Tuesday, May 29, 2012
The Fast Lane
And of course, it's not just about that deteriorating spine, cervical, thoracic, lumbar, the osteoarthritis has covered every base. It's -
Distraction. Did it take me half an hour to figure out how to put the Google calendar gadget on my home page? then, how to add to it? And why was I in my e-mail anyway, that caused me to see it?
Actually, that is not off the point at all. The point is, I'm old. I'm not just getting old - you could say I'm getting older; I'm old. Case in point, why do I still have my regular glasses on? I need to wear my computer glasses when I'm at the computer or I make my neck hurt trying to look through the screen at exactly the right angle. I can't do that bifocal tilt. Like I said.....
And now it's an hour or two later. 1:00 pm, to be exact. Lunch at 2:00 and I haven't worked on my collage for this week, except in my mind. It was more important to catch up with my friend Laurie, and to pack a hospital survival gift basket for Tina, who is in intensive care in the heart unit, I'm sorry to say.
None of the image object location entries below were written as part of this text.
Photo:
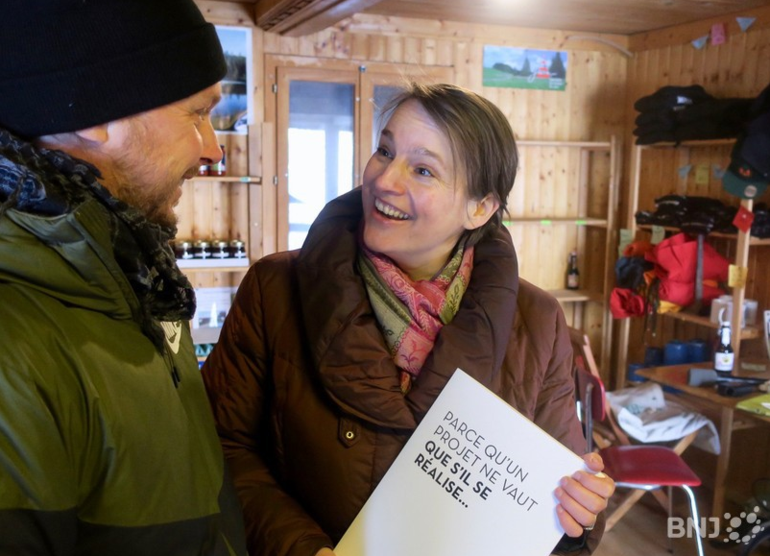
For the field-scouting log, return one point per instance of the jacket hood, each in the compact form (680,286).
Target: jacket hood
(51,200)
(354,362)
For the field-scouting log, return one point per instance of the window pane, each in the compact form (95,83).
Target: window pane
(320,150)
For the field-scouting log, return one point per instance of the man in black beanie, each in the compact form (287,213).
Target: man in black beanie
(107,443)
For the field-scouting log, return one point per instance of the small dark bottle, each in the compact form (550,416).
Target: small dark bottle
(219,168)
(219,249)
(724,357)
(573,275)
(202,249)
(237,249)
(183,249)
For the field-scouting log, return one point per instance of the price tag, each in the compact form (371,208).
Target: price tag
(718,34)
(702,174)
(737,276)
(658,233)
(626,237)
(743,220)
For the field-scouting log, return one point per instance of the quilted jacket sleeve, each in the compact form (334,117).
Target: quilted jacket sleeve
(238,377)
(556,408)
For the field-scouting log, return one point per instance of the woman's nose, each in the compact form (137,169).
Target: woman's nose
(391,178)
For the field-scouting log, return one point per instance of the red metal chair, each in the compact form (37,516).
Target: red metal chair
(644,467)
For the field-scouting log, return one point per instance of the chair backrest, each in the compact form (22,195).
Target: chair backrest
(593,402)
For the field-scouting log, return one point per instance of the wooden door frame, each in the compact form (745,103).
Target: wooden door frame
(280,69)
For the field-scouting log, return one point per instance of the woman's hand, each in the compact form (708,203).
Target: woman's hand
(583,496)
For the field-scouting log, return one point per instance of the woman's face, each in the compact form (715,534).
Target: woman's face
(415,200)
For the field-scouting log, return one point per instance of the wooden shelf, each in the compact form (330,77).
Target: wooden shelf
(234,179)
(545,221)
(747,333)
(752,239)
(213,265)
(576,296)
(700,143)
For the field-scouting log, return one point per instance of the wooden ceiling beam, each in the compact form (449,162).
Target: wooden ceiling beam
(295,18)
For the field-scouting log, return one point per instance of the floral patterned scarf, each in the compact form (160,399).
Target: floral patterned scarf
(411,313)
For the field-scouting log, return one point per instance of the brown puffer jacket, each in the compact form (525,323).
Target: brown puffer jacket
(307,397)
She is 76, I believe, and has struggled with breathing problems for years now. Death will be a relief from that. She doesn't want visitors, so I'll drop the basket off. Someday I'll write to tell you guys how to pay a hospital visit. I do know how. But I am not only respecting Tina's stated wishes, I also know hospitals are danger zones for me, on immunosuppressants. So I don't insist.
And my e-mail just beeped to inform me that Sarah's funeral is next Saturday....I can't figure out how to add it to the Google calender now. Pause to add it to my phone calendar, at least. It will send me an alarm to remind me, too. How does any old person get by without a smart phone?....
And got an e-mail from the museum about a lecture on Degas' dancers next week, and I have the perfect friend to go to with it - an artist and a dancer (though no longer dancing on her feet). Left a message with her.
I was going to say, it's been very very very very hard to accept being this old, as if it happened all of a sudden, though it didn't. The back thing has scared me, that's the truth. MRI this Friday eve, so we will have you know, more information. Then options.....And I think maybe this post ends up showing not only how it is to be old in your body, but also how you begin to constantly lose people you love, and that will go on until all your friends and family are dead, though I dearly hope never to lose my daughter and grandson (still, it can happen). It's constantly acclimating to the changes in yourself, which feel right now like a snowball rolling downhill.